If you want to remove the global variable and handle any number of grades, you can use a std::vector<> to automatically increase the "array" size as you get more and more grades.

#include <iostream>
#include <string>
#include <sstream>
#include <vector>
std::vector<int> getResults ( const std::string& line )
{
    std::istringstream input(line);
    std::vector<int> grades;
    for (int grade=0; input >> grade;) {
        grades.push_back(grade);
    }
    return grades;
}

Answer 2

char filter = "    " // <<== this is a tab space, so I am assuming its one char

What you are assuming is wrong. A tab space char is '\\t' .

What you have there instead is multiple space characters.

Edit:

Also this : char filter = " " is wrong

This const char * filter = " "; //is more like it...

But this : char = '\\t'; is maybe what you wanted.

Answer 3

Ok. Lets go over you code by parts to make things clear.

char filter = "    " // <<== this is a tab space, so I am assuming its one char

Your first statement creates a variable of type char. The type char in c++ take a value, like any other variable. The only difference is that if you try to use it with a statement, like cout, it will be interpreted as a character by it's ASCII value. What you did compiles and works, but the char you declared has the value that c++ gives for the string " ". The value for the horizontal tab (TAB) in ASCII is 9.

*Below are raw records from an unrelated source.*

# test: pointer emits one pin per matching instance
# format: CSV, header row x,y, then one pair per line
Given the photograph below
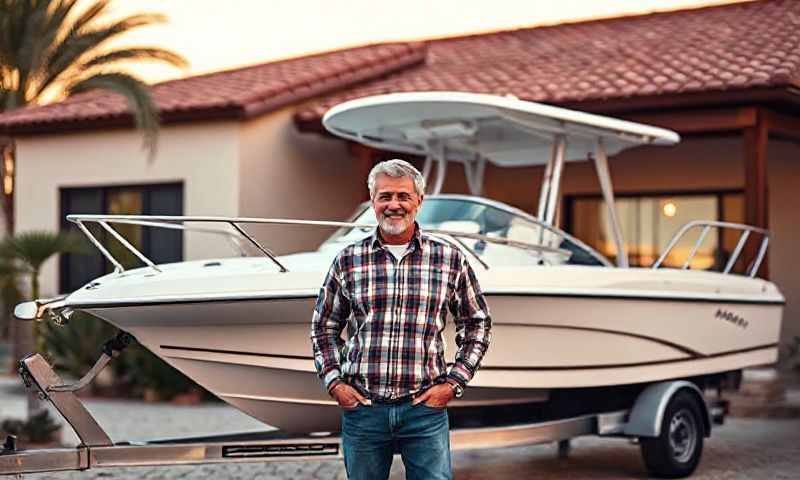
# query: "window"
x,y
649,221
158,244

So, for declaring a char of datatype char with the value for a TAB:

char filter = 9;

But you don't have to keep remembering all those values. The same way C++ will give a value for the string " ", it will give a value for a character. If you want to get the value for characters, you have to use ''. A confusion that some make is to assume that tab is actually a group of spaces. Tabs are interpreted, by a text editor, as a group of spaces. But it is in fact a single character. In C++, the character for the tab is \\t. If you actually put this inside a string and call cout, you will have a tab. The reason why \\t is a single character and not two characters is because the compiler gives "special" interpretations for the immediate character after a backslash inside '' or "".

So the following will give the value of 9 to a variable of datatype char:

char filter = '\t';

Now for your if statement:

if ( line[counter] == filter[0])

Your if statement is comparing the character with index "counter" in the string line. This is possible because a string is an array of characters (It is actually a class, but don't worry about it for now). But filter is not an array, it is a single character. So it wont have an index (Eg [0]). All you need is the variable you created. This confusion usually happens because the concept of string is often introduced without explaining that a string is not a datatype (That's why is not blue, and that's why you have to include a library).

So, just removing the index you will have:

if (line[counter] == filter)

You could, of course, just compare it to a tab directly

if (line[counter] == 9);

or

if (line[counter] == '\t');

Hope this gives you a better understanding of what is actually happening.